D’abord simple témoin d’une circulation, le spectateur finit donc lui-même par être inclus dans cette dynamique – une impression renforcée par la voix off, qui semble l’intégrer dans une discussion entre amis. À rebours d’une certaine tradition documentaire, les propos de Brown ne guident pas le montage, mais semblent accompagner en direct le défilement des plans : il est spectateur de l’herbier à nos côtés. Ses éclaircissements ne relèvent pas d’un discours assuré et sont traversés par des silences qui trahissent les hésitations et les efforts de remémoration. Afin de se rappeler le nom latin d’une des plantes, il tente de se souvenir du moment du tournage où il l’avait aperçue et nommée (« Souviens-toi, tu avais ouvert l’encyclopédie à ce moment-là », lui souffle Creton). Nous aussi, spectateurs, tentons de relier les images de l’herbier à l’épisode correspondant du tournage, si bien que le botaniste, le réalisateur et le spectateur se trouvent unis par le partage d’une expérience mémorielle.
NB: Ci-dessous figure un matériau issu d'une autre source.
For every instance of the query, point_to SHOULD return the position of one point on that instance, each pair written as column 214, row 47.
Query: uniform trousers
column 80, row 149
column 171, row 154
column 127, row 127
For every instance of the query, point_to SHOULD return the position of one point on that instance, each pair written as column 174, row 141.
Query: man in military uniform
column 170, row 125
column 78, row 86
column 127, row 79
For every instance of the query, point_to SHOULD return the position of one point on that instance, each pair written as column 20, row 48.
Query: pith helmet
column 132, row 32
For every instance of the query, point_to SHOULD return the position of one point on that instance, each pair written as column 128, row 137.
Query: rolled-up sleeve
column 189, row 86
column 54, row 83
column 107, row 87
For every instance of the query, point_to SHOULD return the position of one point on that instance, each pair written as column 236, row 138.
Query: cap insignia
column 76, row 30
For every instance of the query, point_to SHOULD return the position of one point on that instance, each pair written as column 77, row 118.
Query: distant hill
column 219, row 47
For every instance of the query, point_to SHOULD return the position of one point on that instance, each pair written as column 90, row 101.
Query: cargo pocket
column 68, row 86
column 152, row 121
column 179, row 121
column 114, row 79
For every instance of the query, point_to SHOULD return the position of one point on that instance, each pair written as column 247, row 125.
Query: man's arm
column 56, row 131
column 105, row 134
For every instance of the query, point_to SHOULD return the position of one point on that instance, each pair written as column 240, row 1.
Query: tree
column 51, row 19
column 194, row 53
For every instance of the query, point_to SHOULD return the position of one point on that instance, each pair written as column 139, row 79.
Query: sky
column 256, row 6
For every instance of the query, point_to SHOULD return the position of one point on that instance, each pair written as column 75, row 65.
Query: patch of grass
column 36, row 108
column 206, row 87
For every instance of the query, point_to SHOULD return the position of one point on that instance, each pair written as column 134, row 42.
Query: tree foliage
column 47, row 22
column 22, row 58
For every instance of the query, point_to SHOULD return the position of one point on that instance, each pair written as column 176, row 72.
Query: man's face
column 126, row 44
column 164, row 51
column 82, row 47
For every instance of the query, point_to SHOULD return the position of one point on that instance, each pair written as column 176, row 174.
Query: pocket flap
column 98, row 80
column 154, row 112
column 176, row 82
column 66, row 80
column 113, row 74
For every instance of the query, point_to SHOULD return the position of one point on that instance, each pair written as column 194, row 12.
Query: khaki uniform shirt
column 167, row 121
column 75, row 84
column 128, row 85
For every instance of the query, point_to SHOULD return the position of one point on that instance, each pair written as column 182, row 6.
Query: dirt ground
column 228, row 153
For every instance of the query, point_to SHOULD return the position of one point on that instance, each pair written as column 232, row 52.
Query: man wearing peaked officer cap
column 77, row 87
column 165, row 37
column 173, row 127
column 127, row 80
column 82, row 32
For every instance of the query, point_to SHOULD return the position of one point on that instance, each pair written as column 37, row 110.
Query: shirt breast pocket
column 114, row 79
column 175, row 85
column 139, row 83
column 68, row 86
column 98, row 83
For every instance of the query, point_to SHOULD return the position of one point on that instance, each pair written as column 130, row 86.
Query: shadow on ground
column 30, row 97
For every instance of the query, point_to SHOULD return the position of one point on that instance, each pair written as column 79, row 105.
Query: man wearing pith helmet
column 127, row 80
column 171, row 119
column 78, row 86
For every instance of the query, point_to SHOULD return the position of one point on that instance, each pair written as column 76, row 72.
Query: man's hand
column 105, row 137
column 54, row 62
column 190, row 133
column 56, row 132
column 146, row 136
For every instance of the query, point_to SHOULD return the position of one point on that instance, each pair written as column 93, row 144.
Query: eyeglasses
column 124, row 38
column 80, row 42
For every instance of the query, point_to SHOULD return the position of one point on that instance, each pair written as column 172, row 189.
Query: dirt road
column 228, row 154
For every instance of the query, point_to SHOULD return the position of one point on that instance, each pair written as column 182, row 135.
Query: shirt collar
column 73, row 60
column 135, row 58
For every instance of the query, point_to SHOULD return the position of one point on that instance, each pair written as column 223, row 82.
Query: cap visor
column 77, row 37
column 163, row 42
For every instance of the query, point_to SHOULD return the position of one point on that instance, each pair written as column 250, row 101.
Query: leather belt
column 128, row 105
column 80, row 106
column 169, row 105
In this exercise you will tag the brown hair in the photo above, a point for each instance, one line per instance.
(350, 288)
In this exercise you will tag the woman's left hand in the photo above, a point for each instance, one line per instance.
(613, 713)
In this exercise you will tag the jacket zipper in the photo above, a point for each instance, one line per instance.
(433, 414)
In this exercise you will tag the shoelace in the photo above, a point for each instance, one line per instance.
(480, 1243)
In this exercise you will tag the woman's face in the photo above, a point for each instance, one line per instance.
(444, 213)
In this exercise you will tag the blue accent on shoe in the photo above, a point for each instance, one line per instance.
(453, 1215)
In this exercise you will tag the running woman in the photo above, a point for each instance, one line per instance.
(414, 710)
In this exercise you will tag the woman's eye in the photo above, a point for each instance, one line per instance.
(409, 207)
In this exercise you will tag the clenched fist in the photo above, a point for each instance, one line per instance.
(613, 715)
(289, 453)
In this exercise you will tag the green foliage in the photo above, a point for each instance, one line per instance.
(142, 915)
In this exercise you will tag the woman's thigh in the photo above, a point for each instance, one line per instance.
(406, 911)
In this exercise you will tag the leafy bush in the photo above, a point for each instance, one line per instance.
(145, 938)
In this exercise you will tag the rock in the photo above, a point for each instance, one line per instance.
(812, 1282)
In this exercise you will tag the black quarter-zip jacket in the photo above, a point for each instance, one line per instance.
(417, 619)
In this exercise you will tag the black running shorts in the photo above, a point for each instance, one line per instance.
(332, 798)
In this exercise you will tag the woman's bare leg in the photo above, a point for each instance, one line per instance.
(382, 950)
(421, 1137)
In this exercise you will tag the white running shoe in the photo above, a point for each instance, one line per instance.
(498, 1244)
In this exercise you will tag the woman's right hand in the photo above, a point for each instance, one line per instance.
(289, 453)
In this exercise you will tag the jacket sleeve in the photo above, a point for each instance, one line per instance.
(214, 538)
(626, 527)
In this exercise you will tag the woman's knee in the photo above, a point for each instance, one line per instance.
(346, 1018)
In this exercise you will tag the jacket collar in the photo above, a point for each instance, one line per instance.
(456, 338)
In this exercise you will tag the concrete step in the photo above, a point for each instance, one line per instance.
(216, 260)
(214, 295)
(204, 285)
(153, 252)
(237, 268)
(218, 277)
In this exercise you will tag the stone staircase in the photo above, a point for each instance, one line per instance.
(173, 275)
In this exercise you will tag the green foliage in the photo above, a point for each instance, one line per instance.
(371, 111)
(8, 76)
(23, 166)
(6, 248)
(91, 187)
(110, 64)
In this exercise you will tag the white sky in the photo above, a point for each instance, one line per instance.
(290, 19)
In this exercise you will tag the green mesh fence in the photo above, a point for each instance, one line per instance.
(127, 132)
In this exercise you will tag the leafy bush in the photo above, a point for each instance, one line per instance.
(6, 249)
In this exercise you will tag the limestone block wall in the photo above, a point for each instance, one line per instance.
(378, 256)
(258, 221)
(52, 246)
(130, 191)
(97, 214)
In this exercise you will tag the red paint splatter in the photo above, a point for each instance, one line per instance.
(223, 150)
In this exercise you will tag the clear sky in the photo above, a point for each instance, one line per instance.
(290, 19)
Déjà, dans la première partie, Mark Brown se rappelait une escapade amoureuse avec un amant dans un champ fleuri qu’il visitait de nouveau. Les fleurs ne composent pas un simple décor de l’action remémorée, mais intensifient cet instant passé de bonheur. C’est l’une des leçons du film : l’attention aux plantes peut enrichir la texture même de la vie. Mais cet apprentissage compte tout autant que la belle pédagogie qui le porte, une forme de mise en commun où l’on invite l’autre à éprouver notre propre expérience de la beauté. Derrière le documentaire sur la nature, Sept promenades avec Mark Brown cache ainsi un vibrant éloge de l’amitié, qui montre que le monde gagne à être perçu à travers les yeux d’un compagnon, qu’il soit botaniste ou cinéaste.